Professor lässt Revolution in Nassau lebendig werden

Rhein-Lahn-Zeitung, 13. Mai 2019:

Michael Kotulla begeisterte das Publikum als Referent der zweiten Burggespräche

Nassau. „Es ist gut zu wissen, woher man kommt.“ Das sagte Landrat Frank Puchtler im Rittersaal der Burg Nassau zu den historisch interessierten Zuhörern der 2. Nassauischen Burggespräche, deren Schirmherr er war. Die Burggespräche wurden mit der Unterstützung der Stadt Nassau, der G. und I. Leifheit Stiftung und der Nassauischen Sparkasse durchgeführt. Referent war Michael Kotulla, Professor an der Fakultät für Rechtsgeschichte der Universität Bielefeld, der über das Thema „Revolution in Nassau? – Das Herzogtum in den Jahren 1848/49“ sprach.

„Schwefelt die Dachse aus!“ und „Kein Fürst, kein Graf, kein Edelmann soll mehr existieren!“ soll die Menge vor dem Nassauer Schloss gerufen haben. Heftige und rohe Gewalt gegen Sachen und Menschen, Brand und Blut – so stellt man sich eine Revolution vor, die zum Umsturz der gesetzlichen Ordnung führt. Wie es sich bei der Revolte im Herzogtum Nassau mit massenhafter Beteiligung der Bauern 1848/1849 tatsächlich abgespielt hat, war das Thema dieses Abends. Kotulla wies auf Ursachen hin, stellte Zusammenhänge her und schilderte die Folgen der Ereignisse, „die trotz Rolle rückwärts bis in die heutige Zeit reichen“. Er machte das weder dröge noch nach professoraler Art, sondern ließ in seinem interaktiven Diavortrag Bilder nicht nur auf der Leinwand, sondern auch vor den inneren Augen der Zuhörer entstehen. „So ist Geschichte spannend“, war in der Pause aus dem Publikum zu hören, das sich bei einem kalten Büfett über den Vortrag austauschen und mit dem Fachmann ins Gespräch kommen konnte. Spannend war der Vortrag an diesem Abend tatsächlich – was nicht zuletzt an der persönlichen Art des Professors und seiner Bereitschaft lag, ausführlich auf die Fragen der Zuhörer einzugehen.

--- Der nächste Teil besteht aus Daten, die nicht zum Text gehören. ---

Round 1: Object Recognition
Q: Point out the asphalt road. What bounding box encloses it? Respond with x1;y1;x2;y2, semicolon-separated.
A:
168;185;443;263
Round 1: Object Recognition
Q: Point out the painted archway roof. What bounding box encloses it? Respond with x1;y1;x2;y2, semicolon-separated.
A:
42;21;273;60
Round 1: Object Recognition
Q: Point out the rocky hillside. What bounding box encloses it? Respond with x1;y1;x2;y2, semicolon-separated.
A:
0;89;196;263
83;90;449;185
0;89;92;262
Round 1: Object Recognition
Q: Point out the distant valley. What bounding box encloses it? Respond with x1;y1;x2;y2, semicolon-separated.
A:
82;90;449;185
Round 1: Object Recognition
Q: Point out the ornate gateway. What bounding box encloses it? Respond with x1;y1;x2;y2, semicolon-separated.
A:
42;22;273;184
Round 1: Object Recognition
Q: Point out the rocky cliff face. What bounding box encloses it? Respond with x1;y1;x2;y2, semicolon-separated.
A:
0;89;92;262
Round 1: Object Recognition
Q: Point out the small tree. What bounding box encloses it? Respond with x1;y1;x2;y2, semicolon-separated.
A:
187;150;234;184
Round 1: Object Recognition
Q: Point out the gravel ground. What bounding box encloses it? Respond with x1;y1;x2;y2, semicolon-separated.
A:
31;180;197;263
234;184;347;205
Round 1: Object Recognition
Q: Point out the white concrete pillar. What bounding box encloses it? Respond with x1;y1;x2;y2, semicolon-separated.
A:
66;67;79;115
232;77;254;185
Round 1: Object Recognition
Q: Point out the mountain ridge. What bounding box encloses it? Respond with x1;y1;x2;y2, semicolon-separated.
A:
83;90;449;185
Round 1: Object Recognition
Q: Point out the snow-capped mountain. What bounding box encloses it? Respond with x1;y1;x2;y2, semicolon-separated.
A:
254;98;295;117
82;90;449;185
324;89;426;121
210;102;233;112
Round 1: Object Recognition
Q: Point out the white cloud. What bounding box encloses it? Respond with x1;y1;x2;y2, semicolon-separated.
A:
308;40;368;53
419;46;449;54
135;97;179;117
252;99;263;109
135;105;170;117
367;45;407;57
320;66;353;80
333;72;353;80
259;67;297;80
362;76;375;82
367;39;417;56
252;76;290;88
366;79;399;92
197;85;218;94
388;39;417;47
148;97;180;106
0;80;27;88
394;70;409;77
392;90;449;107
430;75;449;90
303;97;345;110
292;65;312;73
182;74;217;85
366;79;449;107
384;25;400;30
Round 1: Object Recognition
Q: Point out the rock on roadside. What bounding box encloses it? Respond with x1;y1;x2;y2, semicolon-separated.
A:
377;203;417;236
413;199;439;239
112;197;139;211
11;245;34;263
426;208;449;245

Worum es in seinem Vortrag genau ging? In Nassau gärte es als unmittelbare Folge der Februarrevolution von 1848 in Frankreich. Auch in Deutschland setzten 1848 revolutionäre Erhebungen ein – auch und nicht zuletzt im Herzogtum Nassau. Am 1. März 1848 wurden bei einem Treffen im Wiesbadener Hotel „Vier Jahreszeiten“ unter Federführung des liberalen Politikers August Hergenhahn neun „Forderungen der Nassauer“ formuliert, nämlich: allgemeine Volksbewaffnung, unbedingte Pressefreiheit, sofortige Einberufung eines deutschen Parlaments, sofortige Vereidigung des Militärs auf die Verfassung, Vereinigungsfreiheit, öffentliches und mündliches Strafgerichtsverfahren mit Schwurgerichten, Klärung des Domänenstreits, neues Wahlgesetz und Religionsfreiheit. Die Forderungen wurden am folgenden Tag bei einer Volksversammlung verkündet und von Wiesbaden aus durch Flugblätter und Mundpropaganda ins ganze Land getragen. Die Polizei griff nicht ein. Die Obrigkeit schien gelähmt. Am 4. März musste Herzog Adolf die Forderungen vor etwa 40 000 Menschen, die mit Äxten, Dreschflegeln, Heugabeln und Sensen eigens nach Wiesbaden geeilt waren, akzeptieren. Eskalation drohte, doch das Militär hielt sich zurück.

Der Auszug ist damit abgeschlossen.